Sunday, August 30, 2015

Day 1

I am going to be blogging about praying for your husbands.  Let me explain.  I am have been separated from my husband for 2 years. We have the MOST toxic relationship and we can only communicate through email to keep us both calm.
Anger has prevailed in our relationship. 
We are both Christians. He is called to be a Pastor.  He also has a huge past of drugs and gang banging before Christ.
When life gets bad....and it did...he went back and reopened the door.  I, on the other hand, was too angry to care about his needs and what Christ wants me to do. 
The last two years are marked with being out of God's will, anger is always there, cancer, death, drugs and infidelity.
We have both tried to move on.  Divorce papers were drawn up but for some reason, it never was able to be granted or go through.  God stopped it.
Now we are to the point that we think being divorced is what God wants.  That is what we tell ourselves but we both know the Lord enough to know, that goes against HIS will.  But you get so angry that you don't care.  You would rather deal with God's wrath than the wrath of your spouse.  BUT....for some reason.....we cannot let go.  We are both accountable for our marriage.  We are both broken.
A movie came out call War Room and it goes with what God has been trying to tell me.  PRAY for your husband.  I would do it once or twice....then stop because he made me mad and he has free will so it seemed hopeless.  AND I didn't want to set myself up for more hurt and dashed hopes.
So after I saw the movie and was suckered punched by the Holy Spirit, I started a 31 day of prayer for my husband.  I also included me and my children.
Day 1 was praying for him and scripture to follow.
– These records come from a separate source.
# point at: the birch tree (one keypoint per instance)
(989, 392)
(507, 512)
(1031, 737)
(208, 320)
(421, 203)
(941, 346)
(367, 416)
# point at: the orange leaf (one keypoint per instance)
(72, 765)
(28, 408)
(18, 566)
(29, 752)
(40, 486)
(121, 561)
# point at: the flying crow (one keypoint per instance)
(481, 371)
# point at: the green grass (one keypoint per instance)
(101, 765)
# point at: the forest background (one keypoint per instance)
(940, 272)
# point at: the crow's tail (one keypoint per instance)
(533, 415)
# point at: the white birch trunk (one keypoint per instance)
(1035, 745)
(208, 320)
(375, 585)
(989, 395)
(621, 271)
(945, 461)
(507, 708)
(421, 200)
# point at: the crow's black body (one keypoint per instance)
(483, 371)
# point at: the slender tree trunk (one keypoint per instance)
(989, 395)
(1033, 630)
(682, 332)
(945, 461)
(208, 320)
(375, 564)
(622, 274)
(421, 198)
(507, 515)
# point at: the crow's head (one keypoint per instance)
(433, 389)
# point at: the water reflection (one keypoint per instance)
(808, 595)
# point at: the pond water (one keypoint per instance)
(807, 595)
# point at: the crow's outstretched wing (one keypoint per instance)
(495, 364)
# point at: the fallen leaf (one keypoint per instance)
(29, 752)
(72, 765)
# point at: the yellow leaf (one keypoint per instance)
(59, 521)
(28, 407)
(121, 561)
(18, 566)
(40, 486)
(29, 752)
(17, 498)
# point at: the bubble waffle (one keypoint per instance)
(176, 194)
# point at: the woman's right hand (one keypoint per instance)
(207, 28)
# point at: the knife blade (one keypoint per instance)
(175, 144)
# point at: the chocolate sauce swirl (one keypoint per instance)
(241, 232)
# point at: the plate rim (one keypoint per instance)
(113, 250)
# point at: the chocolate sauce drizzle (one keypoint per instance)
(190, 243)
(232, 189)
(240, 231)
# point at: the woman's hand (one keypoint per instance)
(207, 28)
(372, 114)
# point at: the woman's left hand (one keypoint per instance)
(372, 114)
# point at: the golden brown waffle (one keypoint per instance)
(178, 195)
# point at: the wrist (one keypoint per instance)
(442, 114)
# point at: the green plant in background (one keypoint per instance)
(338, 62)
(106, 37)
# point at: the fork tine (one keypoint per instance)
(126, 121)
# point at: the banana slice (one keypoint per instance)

Mark 12:30 "and you shall love the Lord our God with all your heart, and with all your soul, and with all your mind and with all your strength."
After praying in my special spot I felt....good.  At peace. More peace than ever before.  My marriage seems totally hopeless.  But we are at the point there ONLY ONE can fix.  So...I'm trying it.
We have been emailing and no arguments.  If we do, I will tell you. Last night we met for the first time in awhile and just went on top of a mountain at 10 PM and gazed at the moon.  We have to be careful because our conversations can revert to the past and the pain quickly.  It was nice. I had a nice time.  Then he went his way and I went mine.